Greg and Me.
As Greg took a break I made sure I had a picture made. I have quite a few pictures with him but being the ham I am I like to get pictures with cool people. I have always liked the fact that I was 18 when I first saw him play and now all these years later I have seen the whole spectrum of his career from the first Coral Reefer Band member all the way through the blues cds. I still say he rocks and he will always be my favorite harp player.
http://www.buffettworld.com/2010/03/14/in-depth-article-on-greg-fingers-taylor/
Since many stories disappear off the internet I want to add this one. I don't know the author or I would credit them. But this is recently written. Jackson, Mississippi is the first place I ever heard the name "Fingers Taylor." back in the 1970's. I am glad he is back.
Greg "Fingers" Taylor, who played harmonica in Jimmy Buffet's Coral Reefer Band for 32 years, has retired from the spotlight and returned home to Mississippi to live.
Greg "Fingers" Taylor has spent a large portion of his adult life with a harmonica between his lips, making it weep, howl, plead and bleed.
Still, the instrument mystifies him.
"It's a mighty, mighty machine with a tiny, tiny body," he says. "I guess that's always intrigued me about it. How can such a big sound come from something so small?"
Fact is, it can't - except in the hands of a select few.
Taylor's unique gift of coaxing a harmonica into becoming something almost human helped create music history.
The 57-year-old graduate of Callaway High School, who recently moved back to the Jackson area, was an original member of Jimmy Buffett's Coral Reefer Band.
He was there when Buffett made it big, toured with him for 24 years, and still plays with him on occasion. In 2009, he joined Buffett for a show in Chicago.

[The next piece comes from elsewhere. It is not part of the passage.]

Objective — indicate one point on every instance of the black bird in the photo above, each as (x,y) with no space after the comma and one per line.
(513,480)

His impact on Buffett's career was huge. According to Norbert Putnam, who produced Buffett's first six albums that included the iconic Changes in Latitudes, Changes in Attitudes, Taylor and keyboard player Mike Utley were key ingredients to Buffett's rise to fame.
"If I had lost either of them, I don't think Buffett's records would have been nearly as successful," Putnam says. "Fingers' harp became identifiable with Buffett's music.
"And Fingers used to get the live shows started for Jimmy. The curtain would go up and there would be Fingers Taylor and Coral Reefer. Fingers would get the crowd all wound up, and then introduce Jimmy."
After nearly four decades on the road, Taylor returns to the Jackson area to be near his mother, Doris, and many longtime friends. "It's where I belong," he says.
He comes bearing gifts for all music lovers - hundreds of harmonicas that he intends to make sure do not gather dust.
"There is no way to begin to measure what that means to the Jackson music scene," says Malcolm White, a former music promoter and now executive director of the Mississippi Arts Commission. "It could help get national acts here, if they think there is a chance Fingers Taylor might sit in with them."